I was trying to compile the SSD model in this tutorial for CUDA target. It initially failed here.

dmlc/tvm/blob/master/topi/python/topi/cuda/ssd/multibox.py#L281


    ax = (al + ar) / 2.0
    ay = (at + ab) / 2.0
    px = loc[loc_base_idx]
    py = loc[loc_base_idx + 1]
    pw = loc[loc_base_idx + 2]
    ph = loc[loc_base_idx + 3]
    ox = px * vx * aw + ax
    oy = py * vy * ah + ay
    ow = tvm.exp(pw * vw) * aw / 2.0
    oh = tvm.exp(ph * vh) * ah / 2.0
    return tvm.select(clip, tvm.make.Max(0, tvm.make.Min(1, ox - ow)), ox - ow), \
        tvm.select(clip, tvm.make.Max(0, tvm.make.Min(1, oy - oh)), oy - oh), \
        tvm.select(clip, tvm.make.Max(0, tvm.make.Min(1, ox + ow)), ox + ow), \
        tvm.select(clip, tvm.make.Max(0, tvm.make.Min(1, oy + oh)), oy + oh)


max_threads = int(
    tvm.target.current_target(allow_none=False).max_num_threads)
ib = tvm.ir_builder.create()
score = ib.buffer_ptr(temp_score_in)
cls_id = ib.buffer_ptr(temp_id)
flag = ib.buffer_ptr(temp_flag)

I understand that the current nms op only has CPU version.

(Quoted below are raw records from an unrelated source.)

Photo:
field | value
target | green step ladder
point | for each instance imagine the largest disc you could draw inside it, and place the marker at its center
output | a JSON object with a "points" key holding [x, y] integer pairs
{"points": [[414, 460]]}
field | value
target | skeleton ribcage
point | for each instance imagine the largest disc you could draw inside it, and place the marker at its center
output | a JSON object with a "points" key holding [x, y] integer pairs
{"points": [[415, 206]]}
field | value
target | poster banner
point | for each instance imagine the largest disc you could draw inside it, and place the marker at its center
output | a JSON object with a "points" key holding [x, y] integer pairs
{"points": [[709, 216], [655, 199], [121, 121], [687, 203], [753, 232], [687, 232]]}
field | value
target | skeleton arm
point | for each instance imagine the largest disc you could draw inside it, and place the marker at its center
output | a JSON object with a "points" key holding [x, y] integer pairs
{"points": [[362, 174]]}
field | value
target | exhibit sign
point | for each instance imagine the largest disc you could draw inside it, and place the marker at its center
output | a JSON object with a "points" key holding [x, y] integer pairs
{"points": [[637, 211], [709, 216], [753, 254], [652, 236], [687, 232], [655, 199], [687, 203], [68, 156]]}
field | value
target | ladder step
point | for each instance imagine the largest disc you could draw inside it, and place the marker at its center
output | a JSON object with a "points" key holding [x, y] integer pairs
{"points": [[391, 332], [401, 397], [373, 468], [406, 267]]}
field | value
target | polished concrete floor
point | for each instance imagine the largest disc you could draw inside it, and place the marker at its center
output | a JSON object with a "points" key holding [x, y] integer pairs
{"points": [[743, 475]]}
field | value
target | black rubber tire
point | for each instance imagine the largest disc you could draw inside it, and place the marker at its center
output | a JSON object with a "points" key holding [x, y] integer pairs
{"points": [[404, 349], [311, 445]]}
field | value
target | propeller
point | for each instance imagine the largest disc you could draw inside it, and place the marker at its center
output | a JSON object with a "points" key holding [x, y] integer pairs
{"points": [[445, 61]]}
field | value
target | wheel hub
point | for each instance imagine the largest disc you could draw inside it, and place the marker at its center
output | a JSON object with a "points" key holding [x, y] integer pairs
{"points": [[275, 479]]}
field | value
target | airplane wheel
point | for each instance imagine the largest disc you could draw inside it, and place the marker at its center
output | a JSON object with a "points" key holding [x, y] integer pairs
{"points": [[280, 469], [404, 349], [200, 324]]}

I just want to get the compilation pass to run through first and then work on the nms GPU version.

After changing tvm.make.Min/Max to tvm.min/max, it crashed with a seg fault in Halide.

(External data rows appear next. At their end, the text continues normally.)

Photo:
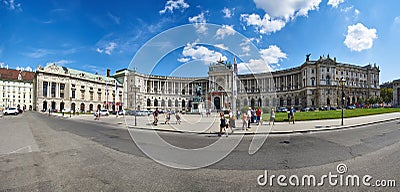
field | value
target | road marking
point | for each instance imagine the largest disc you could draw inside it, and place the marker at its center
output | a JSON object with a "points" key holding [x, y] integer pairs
{"points": [[15, 151]]}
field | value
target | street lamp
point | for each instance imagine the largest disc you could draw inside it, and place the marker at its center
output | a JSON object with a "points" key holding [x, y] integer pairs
{"points": [[342, 81]]}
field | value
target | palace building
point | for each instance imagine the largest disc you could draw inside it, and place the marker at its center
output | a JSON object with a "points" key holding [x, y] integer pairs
{"points": [[16, 88], [57, 88], [314, 83], [396, 93]]}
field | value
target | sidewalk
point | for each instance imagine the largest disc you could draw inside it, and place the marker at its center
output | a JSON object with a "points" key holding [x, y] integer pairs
{"points": [[207, 125]]}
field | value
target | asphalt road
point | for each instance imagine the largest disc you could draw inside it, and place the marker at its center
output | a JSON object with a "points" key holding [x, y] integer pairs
{"points": [[83, 156]]}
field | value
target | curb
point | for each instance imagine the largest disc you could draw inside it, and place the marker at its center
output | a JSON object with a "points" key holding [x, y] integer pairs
{"points": [[272, 133]]}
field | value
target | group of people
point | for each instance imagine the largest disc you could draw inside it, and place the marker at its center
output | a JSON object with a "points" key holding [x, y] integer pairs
{"points": [[225, 124], [251, 116], [156, 114]]}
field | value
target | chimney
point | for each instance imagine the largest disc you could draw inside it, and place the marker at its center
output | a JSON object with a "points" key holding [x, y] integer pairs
{"points": [[235, 65]]}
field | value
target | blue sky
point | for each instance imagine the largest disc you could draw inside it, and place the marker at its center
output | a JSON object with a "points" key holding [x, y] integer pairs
{"points": [[181, 37]]}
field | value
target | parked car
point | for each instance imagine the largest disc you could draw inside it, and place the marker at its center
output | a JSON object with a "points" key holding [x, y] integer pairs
{"points": [[11, 111], [104, 112]]}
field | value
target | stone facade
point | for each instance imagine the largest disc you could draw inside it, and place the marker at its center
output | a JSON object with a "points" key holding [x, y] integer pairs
{"points": [[396, 93], [313, 84], [16, 88], [59, 88]]}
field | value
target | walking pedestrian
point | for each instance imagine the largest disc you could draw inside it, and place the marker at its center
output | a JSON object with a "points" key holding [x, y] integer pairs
{"points": [[222, 124], [291, 113], [167, 117], [178, 117], [272, 117], [244, 121], [249, 118], [155, 116], [258, 116]]}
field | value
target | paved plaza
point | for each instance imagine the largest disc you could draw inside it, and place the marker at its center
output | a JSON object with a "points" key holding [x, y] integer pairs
{"points": [[210, 125]]}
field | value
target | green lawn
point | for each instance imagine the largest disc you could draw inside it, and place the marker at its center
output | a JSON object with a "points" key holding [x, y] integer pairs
{"points": [[317, 115]]}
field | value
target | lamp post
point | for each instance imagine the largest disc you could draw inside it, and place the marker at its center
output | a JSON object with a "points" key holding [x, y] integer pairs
{"points": [[342, 82]]}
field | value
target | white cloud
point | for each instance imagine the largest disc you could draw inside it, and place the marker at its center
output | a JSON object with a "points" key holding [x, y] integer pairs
{"points": [[356, 12], [199, 22], [269, 60], [264, 25], [108, 49], [287, 8], [12, 5], [221, 46], [335, 3], [198, 52], [39, 53], [174, 4], [272, 54], [183, 59], [62, 62], [224, 30], [397, 20], [346, 9], [114, 18], [245, 45], [24, 69], [228, 13], [359, 37]]}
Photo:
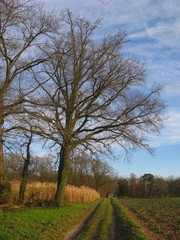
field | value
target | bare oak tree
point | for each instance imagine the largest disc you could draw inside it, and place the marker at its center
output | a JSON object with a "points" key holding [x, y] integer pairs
{"points": [[94, 97], [24, 26]]}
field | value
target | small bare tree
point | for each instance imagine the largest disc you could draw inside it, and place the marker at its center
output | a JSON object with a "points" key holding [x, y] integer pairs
{"points": [[93, 97], [24, 27]]}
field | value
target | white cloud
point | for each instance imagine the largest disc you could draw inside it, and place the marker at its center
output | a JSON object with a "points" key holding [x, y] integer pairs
{"points": [[154, 30]]}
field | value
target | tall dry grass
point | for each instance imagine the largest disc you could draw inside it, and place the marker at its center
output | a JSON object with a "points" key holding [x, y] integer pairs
{"points": [[37, 192]]}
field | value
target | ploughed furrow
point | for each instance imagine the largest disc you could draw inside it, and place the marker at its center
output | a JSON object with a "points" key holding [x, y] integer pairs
{"points": [[96, 225]]}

[21:04:38] /home/ubuntu/unison/tvm/src/pass/arg_binder.cc:87: Trying to bind buffer to another one with lower alignment requirement  required_alignment=8, provided_alignment=4
[21:04:38] /home/ubuntu/unison/tvm/src/arithmetic/int_set.cc:514: cannot evaluate set type Load
[21:04:38] /home/ubuntu/unison/tvm/src/arithmetic/int_set.cc:514: cannot evaluate set type 

Thread 1 "python" received signal SIGSEGV, Segmentation fault.
0x00007fffe4dd9542 in tvm::NodeBase::IncRef (this=<error reading variable: Cannot access memory at address 0x7fffff7fdfe8>)
    at /home/ubuntu/unison/tvm/3rdparty/HalideIR/src/tvm/node/node_base.h:68
68	  void IncRef() {

Anyone knows how to solve this problem? Thanks.

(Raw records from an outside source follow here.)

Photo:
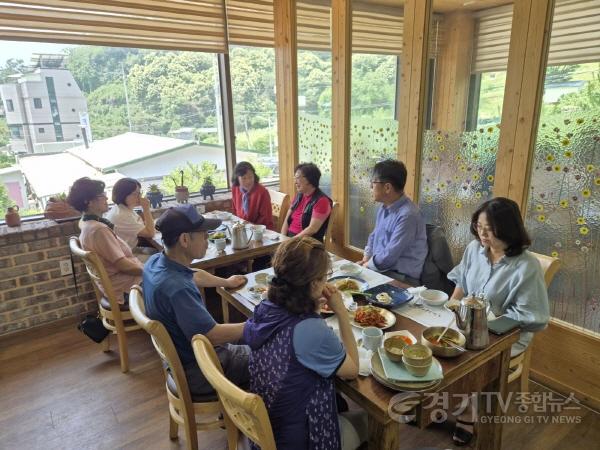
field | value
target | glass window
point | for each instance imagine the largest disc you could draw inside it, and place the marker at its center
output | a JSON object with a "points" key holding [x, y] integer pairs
{"points": [[254, 108], [563, 211], [373, 134], [16, 131], [373, 116], [153, 115], [314, 112], [469, 51]]}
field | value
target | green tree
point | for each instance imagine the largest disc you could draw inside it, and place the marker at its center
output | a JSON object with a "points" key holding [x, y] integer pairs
{"points": [[560, 74], [5, 202], [11, 66], [4, 133], [193, 177], [7, 160]]}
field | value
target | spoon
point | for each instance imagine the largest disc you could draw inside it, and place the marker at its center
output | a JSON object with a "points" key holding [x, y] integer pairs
{"points": [[444, 332], [454, 345]]}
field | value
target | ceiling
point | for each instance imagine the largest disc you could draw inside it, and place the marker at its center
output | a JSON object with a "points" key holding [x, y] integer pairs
{"points": [[442, 6]]}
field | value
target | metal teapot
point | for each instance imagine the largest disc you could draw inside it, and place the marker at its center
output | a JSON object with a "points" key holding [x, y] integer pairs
{"points": [[239, 237], [471, 318]]}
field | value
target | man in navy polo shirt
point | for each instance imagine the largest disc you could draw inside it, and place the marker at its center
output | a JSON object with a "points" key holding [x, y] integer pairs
{"points": [[171, 296]]}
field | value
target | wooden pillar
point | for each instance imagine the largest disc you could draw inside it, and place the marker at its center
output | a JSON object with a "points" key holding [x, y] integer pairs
{"points": [[413, 95], [453, 69], [286, 74], [529, 39], [341, 47]]}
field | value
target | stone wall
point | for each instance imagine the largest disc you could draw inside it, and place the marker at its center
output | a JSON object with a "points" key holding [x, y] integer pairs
{"points": [[32, 290]]}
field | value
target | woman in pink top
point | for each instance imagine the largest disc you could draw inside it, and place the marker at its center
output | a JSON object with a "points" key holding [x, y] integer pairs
{"points": [[97, 235], [310, 210]]}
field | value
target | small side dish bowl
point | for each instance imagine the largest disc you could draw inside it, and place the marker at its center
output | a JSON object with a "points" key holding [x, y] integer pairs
{"points": [[350, 269], [393, 347], [263, 278], [429, 339], [417, 371], [433, 297], [417, 355]]}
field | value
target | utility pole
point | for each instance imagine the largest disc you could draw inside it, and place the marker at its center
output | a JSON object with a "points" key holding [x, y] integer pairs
{"points": [[126, 96]]}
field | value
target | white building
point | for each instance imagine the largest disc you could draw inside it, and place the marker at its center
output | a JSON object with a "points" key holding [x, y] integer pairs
{"points": [[43, 106], [12, 179], [145, 157]]}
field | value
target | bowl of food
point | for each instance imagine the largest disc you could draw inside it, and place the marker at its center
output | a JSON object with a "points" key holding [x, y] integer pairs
{"points": [[258, 291], [444, 347], [217, 235], [223, 215], [263, 278], [452, 304], [394, 345], [350, 269], [417, 371], [433, 297], [417, 355]]}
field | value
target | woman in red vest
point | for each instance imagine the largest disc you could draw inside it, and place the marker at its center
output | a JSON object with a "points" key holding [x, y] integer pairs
{"points": [[250, 199]]}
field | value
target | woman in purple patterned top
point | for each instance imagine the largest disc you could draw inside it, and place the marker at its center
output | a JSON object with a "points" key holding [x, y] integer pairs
{"points": [[295, 355]]}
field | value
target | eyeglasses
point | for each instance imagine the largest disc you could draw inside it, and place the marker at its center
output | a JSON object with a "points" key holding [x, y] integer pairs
{"points": [[305, 241], [378, 182], [480, 228]]}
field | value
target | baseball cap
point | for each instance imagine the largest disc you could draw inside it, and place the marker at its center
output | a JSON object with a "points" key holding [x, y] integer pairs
{"points": [[184, 219]]}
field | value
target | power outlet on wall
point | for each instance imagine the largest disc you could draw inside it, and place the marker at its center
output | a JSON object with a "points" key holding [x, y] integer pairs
{"points": [[65, 267]]}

vinx13 · December 6, 2018, 5:51am

I can confirm this issue.
Initially, the problem in tvm.select(clip, tvm.make.Max(0, tvm.make.Min(1, ox - ow)), ox - ow) is type mismatch. Changing 0 and 1 to float works. However, I found both this solution and using tvm.min/max caused seg fault.
The problem is a infinite recursion in ConvertSSA. Since cpu and gpu have different multibox implementation, this is likely an issue in multibox ir on gpu.

reminisce · December 6, 2018, 6:14am

Thanks for looking into this. Can this bug be fixed soon? We are depending on this to support SSD for CUDA target.

vinx13 · December 6, 2018, 6:55am

Actually this issue is related to NMS on CUDA. The error can be reproduced by enabling nms test on CUDA https://github.com/dmlc/tvm/blob/25a7b46c83f076b9c75d5f325d9e5fe18b10deb7/topi/tests/python/test_topi_vision.py#L46

Laurawly · December 7, 2018, 12:44am

For a quick solution, plz checkout the previous commit of nms.py file. The most recent commit for nms.py on github works for intel graphics but hasn’t been tested on cuda devices.